What to watch for today
Emerging markets drag the world down. The International Monetary Fund is likely to cut its global growth forecast for 2013 because of a slowdown in the emerging markets. The Fund had predicted in April that the world economy would expand 3.3% this year.
Mixed picture in China. Consumer inflation is expected to increase 2.5% on an annual basis in June, well below the government’s threshold of 3.5%. But the producer price index, another measure of demand, is expected to decline 2.6%.
BlackBerry faces irate shareholders. Top management will face tough questions about the company’s future at its annual meeting in Ontario. Some investors have called for a sale of the company or individual parts, after the smartphone maker reported disappointing sales last week.
UK continues to struggle. Industrial production probably fell 1.4% year-on-year in May, led by a 1.5% decline in manufacturing. The trade deficit is expected to widen from £8.2 billion to £8.5 billion ($12.7 billion) in May.
South Sudan turns two. But the economy of the world’s youngest country is still in critical condition.
While you were sleeping
Political face-off in Egypt. The Al Nour party, the Islamist rival to the Muslim Brotherhood, pulled out of attempts to form an interim government after at least 51 demonstrators were killed and more than 300 were wounded outside the barracks said to be holding deposed president Mohamed Morsi.
Greece got a lifeline, for now. International creditors agreed to give €6.8 billion ($8.7 billion) on the condition that Greece would keep its promise of cutting public sector jobs and drive through unpopular reforms.
Michael Dell got a shot in the arm. Influential shareholder advisory firm Institutional Shareholder Services backed his $24.4 billion plan to buy out the PC maker he founded. Activist investor Carl Icahn, who had floated a rival proposal, could still end up a winner even if he loses the bid to buy Dell.
High-speed traders lost their two-second edge. Thomson Reuters will stop releasing consumer sentiment data two seconds early for clients who pay extra, a practice that New York’s attorney general has been investigating.
Global recovery will remain uneven. The OECD expects economic growth in the US and Japan to pick up in the months ahead.
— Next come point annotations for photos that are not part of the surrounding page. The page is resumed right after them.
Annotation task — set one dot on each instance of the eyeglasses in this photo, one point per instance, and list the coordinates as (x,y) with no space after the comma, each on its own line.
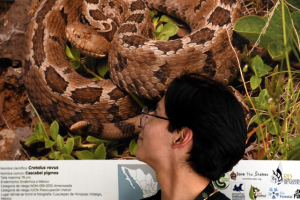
(145,114)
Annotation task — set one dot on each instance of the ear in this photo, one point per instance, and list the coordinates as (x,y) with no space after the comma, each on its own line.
(183,138)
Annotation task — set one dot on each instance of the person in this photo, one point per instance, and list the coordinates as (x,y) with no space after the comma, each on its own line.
(196,133)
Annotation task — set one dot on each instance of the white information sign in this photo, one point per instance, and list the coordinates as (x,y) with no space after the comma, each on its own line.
(133,180)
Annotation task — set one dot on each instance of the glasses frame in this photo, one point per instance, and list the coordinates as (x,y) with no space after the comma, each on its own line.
(144,112)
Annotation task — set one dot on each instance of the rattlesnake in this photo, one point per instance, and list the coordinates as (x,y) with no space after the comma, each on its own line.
(137,63)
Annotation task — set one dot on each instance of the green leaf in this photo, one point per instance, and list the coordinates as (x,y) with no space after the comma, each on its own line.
(267,68)
(85,155)
(169,29)
(60,141)
(159,28)
(255,82)
(99,141)
(163,37)
(31,140)
(69,54)
(69,145)
(35,137)
(77,141)
(258,66)
(151,13)
(36,128)
(54,128)
(273,50)
(263,100)
(296,20)
(295,3)
(114,152)
(133,146)
(76,65)
(274,129)
(166,18)
(66,157)
(49,143)
(55,155)
(100,152)
(250,27)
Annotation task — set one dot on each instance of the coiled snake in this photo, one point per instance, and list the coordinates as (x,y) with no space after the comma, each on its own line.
(137,62)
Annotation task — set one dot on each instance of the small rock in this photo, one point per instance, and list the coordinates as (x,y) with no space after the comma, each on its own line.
(13,77)
(10,147)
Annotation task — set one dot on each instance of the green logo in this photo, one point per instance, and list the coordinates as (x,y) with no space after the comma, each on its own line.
(253,192)
(223,182)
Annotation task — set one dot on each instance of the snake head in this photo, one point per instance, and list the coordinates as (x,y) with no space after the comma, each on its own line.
(84,38)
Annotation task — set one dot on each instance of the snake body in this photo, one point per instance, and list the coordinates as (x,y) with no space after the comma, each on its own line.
(137,63)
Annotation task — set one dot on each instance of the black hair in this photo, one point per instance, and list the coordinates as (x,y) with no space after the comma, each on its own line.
(216,118)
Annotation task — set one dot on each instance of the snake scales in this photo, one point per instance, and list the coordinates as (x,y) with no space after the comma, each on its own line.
(137,63)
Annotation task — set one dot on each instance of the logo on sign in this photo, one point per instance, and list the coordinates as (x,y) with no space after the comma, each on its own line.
(276,176)
(223,182)
(273,193)
(297,194)
(238,191)
(233,175)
Leading indicators for May show that Germany will lead the modest revival in Europe, while Russia and Brazil appear set for slowdowns.
Warren Buffett made a $2 billion donation. The boss of Berkshire Hathaway gave 17.5 million Class B shares in his investing company to the Bill and Melinda Gates Foundation.
Quartz obsession interlude
Gwynn Guilford on what China’s probe into dairy price-fixing really means for foreign firms. “Though the government’s complaint is that milk powder has gone up 30% in price since 2008, when tainted formula killed six babies, this probably isn’t just about price […] What the government is really after is ‘industry consolidation.’ This is Chinese Communist Party-speak for squeezing out hard-to-regulate smaller players, while underwriting acquisitions by ‘national champion’ state-owned enterprises.” Read more here.
Matters of debate
Tighter security won’t bring peace in China’s Xinjiang province. Bridging the wealth gap between ethnic groups is the only solution.
Why Brazil’s middle classes are protesting. They’re still struggling to make ends meet.
Be loved first, then be feared. What research shows managers should know about Machiavelli’s famous conundrum.
A brash New York City comptroller could keep Wall Street in check. Eliot Spitzer could turn the city’s pension funds into the country’s angriest activist investor.
Surprising discoveries
S&P’s surprising defense. The rating agency says its credit ratings didn’t defraud investors because they shouldn’t have relied on them anyway.
Keep track of Google’s tracking. You can find out everything that Google knows about you.
But why the mice? The US Department of Commerce destroyed $170,000 of computer equipment, including mice, to root out a piece of malware.
Life beneath a glacier. A buried lake supports a thriving ecosystem two miles beneath the surface of Antarctica.
Russia’s fleet of floating nuclear plants. The reactors will provide electricity to remote areas by 2016.